Published June 22, 2018
Laura Anderson’s lifelong love of singing was inspired by her grandfather. In a family where both sides of the family are musical, her grandfather’s voice provided a soundtrack to growing up.
“In my family, the sound of music was always around us,” says Anderson, now a licensed psychologist and assistant professor in the School of Nursing. “Some of my earliest musical memories are hearing my maternal grandfather, always singing. He had a wonderful voice and I loved listening to him.
“There was a cantata in our community, part of a Christmas chorus that my sister, my mom and I sang in together every year,” she says. “We also sang at church on Christmas Eve.
“In fact, I have been singing most of my life.”
Anderson says there’s research to support the belief that music is a good way to exercise self-care and get some immediate stress relief.
“The goal is to stay healthy, productive and happy. Those of us who are health care practitioners and researchers are often stressed; you can easily get compassion and caretaker fatigue. In my practice, I have worked with many nurses,” she says.
“Additionally, as a psychologist, I am able to translate and implement the interventions we study and test in the School of Nursing.
“Some of these include weight self-management, cognitive behavior therapy for stress management and weight control, anxiety and depression, self-care for busy professionals — and health care workers,” Anderson says.

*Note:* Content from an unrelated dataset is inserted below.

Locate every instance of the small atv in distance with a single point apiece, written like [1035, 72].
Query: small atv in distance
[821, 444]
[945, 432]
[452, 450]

“Everyone needs to practice self-care. It is just like it sounds: holistically taking care of yourself in a meaningful and intentional way.”
Anderson says this began for her when she left home after being accepted into SUNY Geneseo.
“I came from a small reservation town, and the move away from home was a big change,” she says. “One of the things that affected me most was adjusting to being an undergraduate away from home.”
Anderson resumed singing while at Geneseo, this time with the Chamber Singers, the college’s internationally touring co-ed choir.
“Singing with the chorus at the university was really uplifting for me,” she says.
“They came into my life when I was emotionally in need of the mentoring and support that singing and being with the group brought me. The camaraderie, especially.
“Singing with the Geneseo Chamber Singers,” she says, “was one of the best experiences of my undergraduate career, and it became a powerful part of my life.”
These days, Anderson does her singing as a member of the Buffalo Philharmonic Chorus.
“I had the opportunity to join when I returned to Buffalo after my postdoc. I remember the first time I sang on stage with the full chorus and orchestra. There was a palpable, musical energy. Seeing JoAnn Falletta spring from her podium — truly one with the music — delighted me,” she says.
“A few years ago, I attended a BPC concert after taking a leave from the chorus,” Anderson says. “I was not on stage with my fellow choristers and found I felt a sense of grief or loss about not being with them,” she says.
“That is the moment I decided to apply for a job at the School of Nursing and re- audition for entry into the chorus. Feeling stressed at work, I realized I need music in order to maximize my success.”
Anderson says singing with the Buffalo Philharmonic Chorus brings positive change to her life. “I am calmer, happier, more centered and balanced in my life. Singing makes me a better mother, a better wife, a better faculty member and a better psychologist,” she says.
Anderson notes the choral director at Geneseo was a strong influence and meaningful mentor to her in music, and “made a big difference during a difficult part of my life.”
“Dr. Robert Isgro was a truly unconditional support figure for me. The Geneseo Chamber Singers toured Spain with him. He and the chorus truly became my family and I just knew I would never stop singing,” she says.
“Dr. Adam Luebke is currently at the helm of our BPC, and he is doing a wonderful job in a similar role. We are also a big family with a shared mission.”
At Geneseo, Anderson quickly discovered psychology was her intellectual love and that she could retain music as a personal love. “I am not sure I have the talent to earn a salary in music. I could have built it into a career, perhaps, but I fell more in love with psychology.
“Music is where I go for self-care, and a hobby as well,” she says.
“Working moms — and I am one — tend to care for everybody else all the time, so this gives me my own time.
“The difference it makes when the soundtrack of your day is happy and upbeat, versus sad, or melancholy, can be amazing,” Anderson says. “My patients have often told me that they leave my office feeling better than when they arrived.
“I am honored by this, of course, but I can sincerely say the same of the chorus. “I always leave feeling better than when I arrived,” she says.
“The time commitment pales in comparison to the emotional payoff. My love and practice of vocal music makes my inner house a home.”